(Reuters) - Canadian oil producer Cenovus Energy Inc’s (CVE.TO) second-quarter operating profit missed analysts’ expectation by a wide margin as higher crude costs hurt refining operations.
Strong prices for heavy crude from oil sands cut into profits for the two U.S. refineries the company runs along with Phillips 66 (PSX.N), as Cenovus lost its low-cost advantage due to the narrowing gap between the U.S. and Canadian benchmarks.
The benchmark Western Canada Select oil increased about 6 percent in the second quarter, from a year earlier.
However, Cenovus’ upstream operations, which produces oil and gas, benefited from higher prices for heavy crude from oil sands. The company is best known for its Foster Creek and Christina Lake oil sands projects in northern Alberta.
“The miss was primarily driven by downstream in addition to higher operating costs and lower than expected oil production in the quarter,” Global Hunter Securities analyst Sameer Uplenchwar said in a research note to clients.
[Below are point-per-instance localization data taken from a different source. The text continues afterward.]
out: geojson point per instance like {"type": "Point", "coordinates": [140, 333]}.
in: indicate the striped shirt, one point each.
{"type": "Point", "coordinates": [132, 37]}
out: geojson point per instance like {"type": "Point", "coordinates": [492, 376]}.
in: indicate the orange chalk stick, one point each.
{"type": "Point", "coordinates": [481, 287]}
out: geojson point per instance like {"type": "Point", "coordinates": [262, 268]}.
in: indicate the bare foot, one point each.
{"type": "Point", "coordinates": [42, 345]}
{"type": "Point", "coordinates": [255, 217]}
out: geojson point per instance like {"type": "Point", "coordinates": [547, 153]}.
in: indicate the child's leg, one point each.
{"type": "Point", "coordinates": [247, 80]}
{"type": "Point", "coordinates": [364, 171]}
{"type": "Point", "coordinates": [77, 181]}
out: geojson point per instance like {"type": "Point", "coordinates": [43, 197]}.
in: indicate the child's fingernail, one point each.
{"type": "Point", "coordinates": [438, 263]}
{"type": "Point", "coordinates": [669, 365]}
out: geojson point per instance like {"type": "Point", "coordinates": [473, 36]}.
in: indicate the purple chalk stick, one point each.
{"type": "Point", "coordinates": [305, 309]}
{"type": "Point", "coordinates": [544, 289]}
Cenovus said production from its oil sands operations rose 16 percent to 93,797 barrels per day, while the company’s total output was 10 percent higher at 171,127 barrels of oil equivalent per day.
Cenovus’ operating cash flow from refining decreased 8 percent to C$871 million.
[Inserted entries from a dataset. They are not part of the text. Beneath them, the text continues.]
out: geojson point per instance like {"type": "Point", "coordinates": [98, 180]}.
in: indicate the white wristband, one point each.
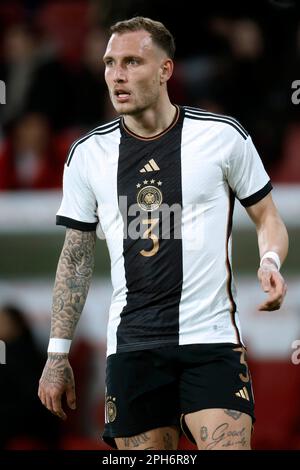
{"type": "Point", "coordinates": [272, 255]}
{"type": "Point", "coordinates": [59, 345]}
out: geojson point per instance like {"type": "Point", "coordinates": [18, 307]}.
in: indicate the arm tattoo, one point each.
{"type": "Point", "coordinates": [233, 413]}
{"type": "Point", "coordinates": [168, 441]}
{"type": "Point", "coordinates": [135, 441]}
{"type": "Point", "coordinates": [203, 433]}
{"type": "Point", "coordinates": [73, 278]}
{"type": "Point", "coordinates": [58, 371]}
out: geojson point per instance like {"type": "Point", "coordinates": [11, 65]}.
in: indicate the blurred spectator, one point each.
{"type": "Point", "coordinates": [35, 79]}
{"type": "Point", "coordinates": [24, 421]}
{"type": "Point", "coordinates": [88, 87]}
{"type": "Point", "coordinates": [29, 158]}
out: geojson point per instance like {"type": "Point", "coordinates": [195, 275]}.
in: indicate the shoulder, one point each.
{"type": "Point", "coordinates": [228, 125]}
{"type": "Point", "coordinates": [102, 130]}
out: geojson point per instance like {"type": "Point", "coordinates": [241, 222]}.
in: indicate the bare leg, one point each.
{"type": "Point", "coordinates": [220, 429]}
{"type": "Point", "coordinates": [157, 439]}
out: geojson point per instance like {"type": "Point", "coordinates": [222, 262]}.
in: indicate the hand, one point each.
{"type": "Point", "coordinates": [273, 283]}
{"type": "Point", "coordinates": [57, 379]}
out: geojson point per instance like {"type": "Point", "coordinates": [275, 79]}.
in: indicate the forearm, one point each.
{"type": "Point", "coordinates": [273, 236]}
{"type": "Point", "coordinates": [73, 278]}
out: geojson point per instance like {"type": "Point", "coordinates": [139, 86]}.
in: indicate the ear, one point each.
{"type": "Point", "coordinates": [166, 70]}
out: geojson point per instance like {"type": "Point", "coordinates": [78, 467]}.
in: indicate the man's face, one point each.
{"type": "Point", "coordinates": [133, 69]}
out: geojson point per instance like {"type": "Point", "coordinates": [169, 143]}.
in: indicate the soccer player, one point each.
{"type": "Point", "coordinates": [161, 181]}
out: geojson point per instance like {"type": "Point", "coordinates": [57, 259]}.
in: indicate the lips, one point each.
{"type": "Point", "coordinates": [121, 95]}
{"type": "Point", "coordinates": [121, 92]}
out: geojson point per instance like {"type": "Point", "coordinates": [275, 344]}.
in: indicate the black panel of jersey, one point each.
{"type": "Point", "coordinates": [153, 266]}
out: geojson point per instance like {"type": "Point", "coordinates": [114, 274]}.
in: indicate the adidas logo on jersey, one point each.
{"type": "Point", "coordinates": [150, 166]}
{"type": "Point", "coordinates": [243, 393]}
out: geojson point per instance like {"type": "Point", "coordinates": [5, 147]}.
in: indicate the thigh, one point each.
{"type": "Point", "coordinates": [141, 396]}
{"type": "Point", "coordinates": [215, 380]}
{"type": "Point", "coordinates": [165, 438]}
{"type": "Point", "coordinates": [220, 429]}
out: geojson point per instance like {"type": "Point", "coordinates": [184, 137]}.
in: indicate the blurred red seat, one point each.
{"type": "Point", "coordinates": [276, 392]}
{"type": "Point", "coordinates": [288, 170]}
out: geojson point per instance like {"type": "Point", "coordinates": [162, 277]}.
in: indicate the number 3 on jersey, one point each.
{"type": "Point", "coordinates": [148, 234]}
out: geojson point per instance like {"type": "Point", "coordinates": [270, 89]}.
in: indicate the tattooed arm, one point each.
{"type": "Point", "coordinates": [73, 277]}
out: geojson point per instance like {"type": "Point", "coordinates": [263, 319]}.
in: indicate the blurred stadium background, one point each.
{"type": "Point", "coordinates": [234, 58]}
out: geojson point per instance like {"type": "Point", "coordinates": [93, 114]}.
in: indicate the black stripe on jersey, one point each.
{"type": "Point", "coordinates": [150, 317]}
{"type": "Point", "coordinates": [217, 120]}
{"type": "Point", "coordinates": [228, 266]}
{"type": "Point", "coordinates": [256, 197]}
{"type": "Point", "coordinates": [76, 224]}
{"type": "Point", "coordinates": [100, 131]}
{"type": "Point", "coordinates": [202, 112]}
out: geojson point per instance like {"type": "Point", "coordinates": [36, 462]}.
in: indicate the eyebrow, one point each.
{"type": "Point", "coordinates": [131, 56]}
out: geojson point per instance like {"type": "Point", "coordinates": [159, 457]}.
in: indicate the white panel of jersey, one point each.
{"type": "Point", "coordinates": [166, 289]}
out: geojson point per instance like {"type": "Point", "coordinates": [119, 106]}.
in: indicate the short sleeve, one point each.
{"type": "Point", "coordinates": [246, 174]}
{"type": "Point", "coordinates": [78, 209]}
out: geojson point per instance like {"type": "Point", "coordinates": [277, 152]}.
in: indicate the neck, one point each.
{"type": "Point", "coordinates": [151, 121]}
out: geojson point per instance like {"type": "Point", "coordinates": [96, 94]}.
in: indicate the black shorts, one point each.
{"type": "Point", "coordinates": [154, 388]}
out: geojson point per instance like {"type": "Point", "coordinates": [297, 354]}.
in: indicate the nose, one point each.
{"type": "Point", "coordinates": [119, 74]}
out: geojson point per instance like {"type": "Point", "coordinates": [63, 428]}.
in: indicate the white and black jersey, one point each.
{"type": "Point", "coordinates": [165, 205]}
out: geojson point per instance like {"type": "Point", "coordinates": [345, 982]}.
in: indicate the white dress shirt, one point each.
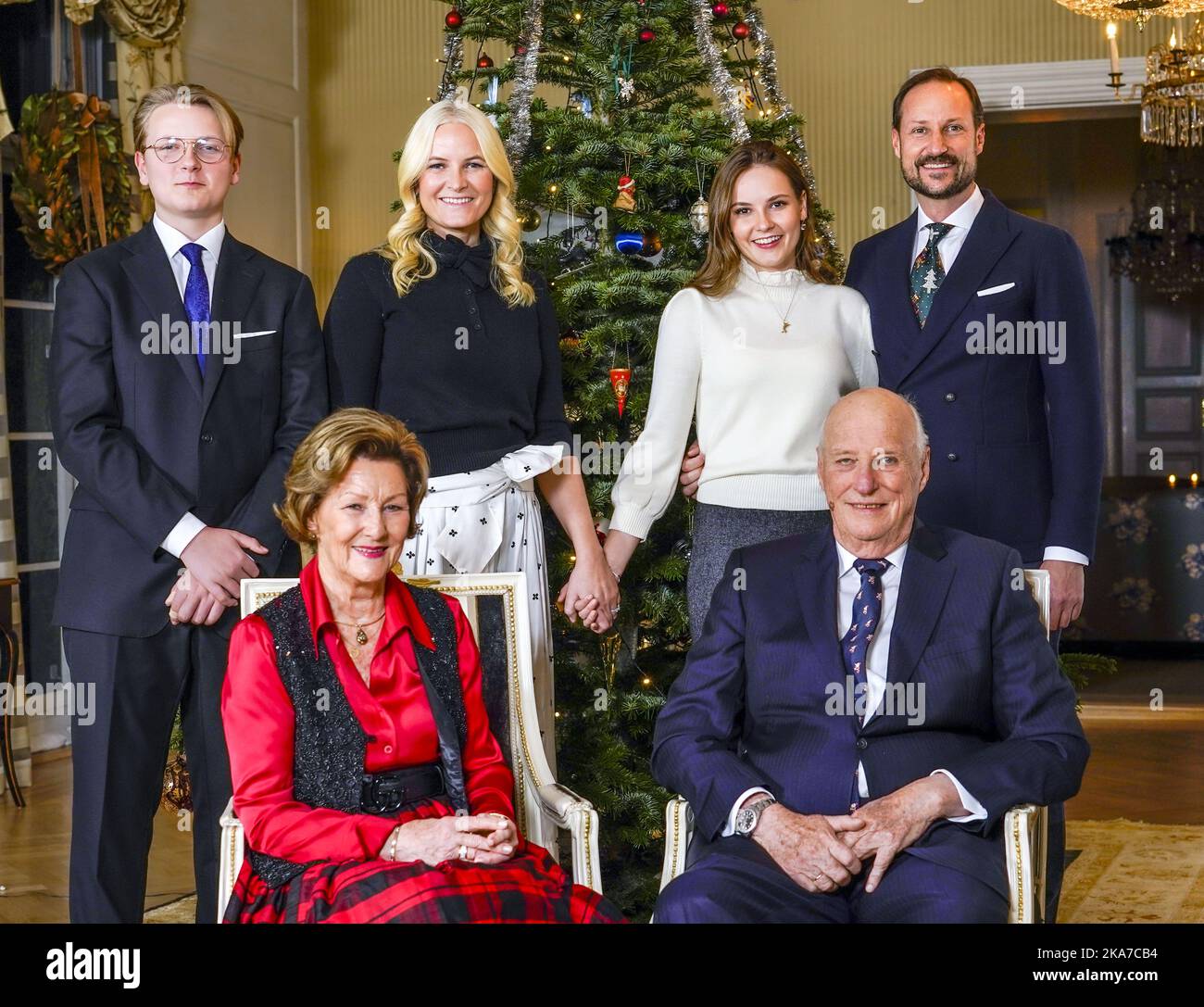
{"type": "Point", "coordinates": [847, 585]}
{"type": "Point", "coordinates": [961, 220]}
{"type": "Point", "coordinates": [189, 525]}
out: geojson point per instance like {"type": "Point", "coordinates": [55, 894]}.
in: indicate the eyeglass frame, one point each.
{"type": "Point", "coordinates": [189, 141]}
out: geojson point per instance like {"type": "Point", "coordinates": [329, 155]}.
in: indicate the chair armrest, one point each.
{"type": "Point", "coordinates": [230, 854]}
{"type": "Point", "coordinates": [572, 812]}
{"type": "Point", "coordinates": [1024, 845]}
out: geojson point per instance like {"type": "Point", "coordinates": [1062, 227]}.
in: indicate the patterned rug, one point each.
{"type": "Point", "coordinates": [1133, 873]}
{"type": "Point", "coordinates": [181, 911]}
{"type": "Point", "coordinates": [1121, 873]}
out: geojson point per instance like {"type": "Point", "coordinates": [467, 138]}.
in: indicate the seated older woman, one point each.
{"type": "Point", "coordinates": [365, 774]}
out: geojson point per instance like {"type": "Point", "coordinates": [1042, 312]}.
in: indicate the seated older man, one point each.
{"type": "Point", "coordinates": [863, 706]}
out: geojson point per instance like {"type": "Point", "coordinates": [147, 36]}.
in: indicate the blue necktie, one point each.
{"type": "Point", "coordinates": [867, 610]}
{"type": "Point", "coordinates": [927, 272]}
{"type": "Point", "coordinates": [196, 300]}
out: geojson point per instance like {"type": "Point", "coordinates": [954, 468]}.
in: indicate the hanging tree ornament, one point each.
{"type": "Point", "coordinates": [621, 382]}
{"type": "Point", "coordinates": [530, 218]}
{"type": "Point", "coordinates": [621, 65]}
{"type": "Point", "coordinates": [522, 88]}
{"type": "Point", "coordinates": [699, 213]}
{"type": "Point", "coordinates": [626, 200]}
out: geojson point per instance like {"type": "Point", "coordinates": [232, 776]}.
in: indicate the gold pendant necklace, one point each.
{"type": "Point", "coordinates": [361, 637]}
Cenovus’ operating profit fell 10 percent to C$255 million, or 34 Canadian cents per share. Analysts expected a profit of 48 Canadian cents per share, according to Thomson Reuters I/B/E/S.
Hedging gains dropped 83 percent to C$21 million and the company reported a C$97 million foreign exchange loss, up from C$14 million a year ago.
The company tightened its total capital expenditures forecast to reflect the effect of higher costs to between C$3.3 billion and C$3.5 billion, from C$3.2 billion to C$3.6 billion.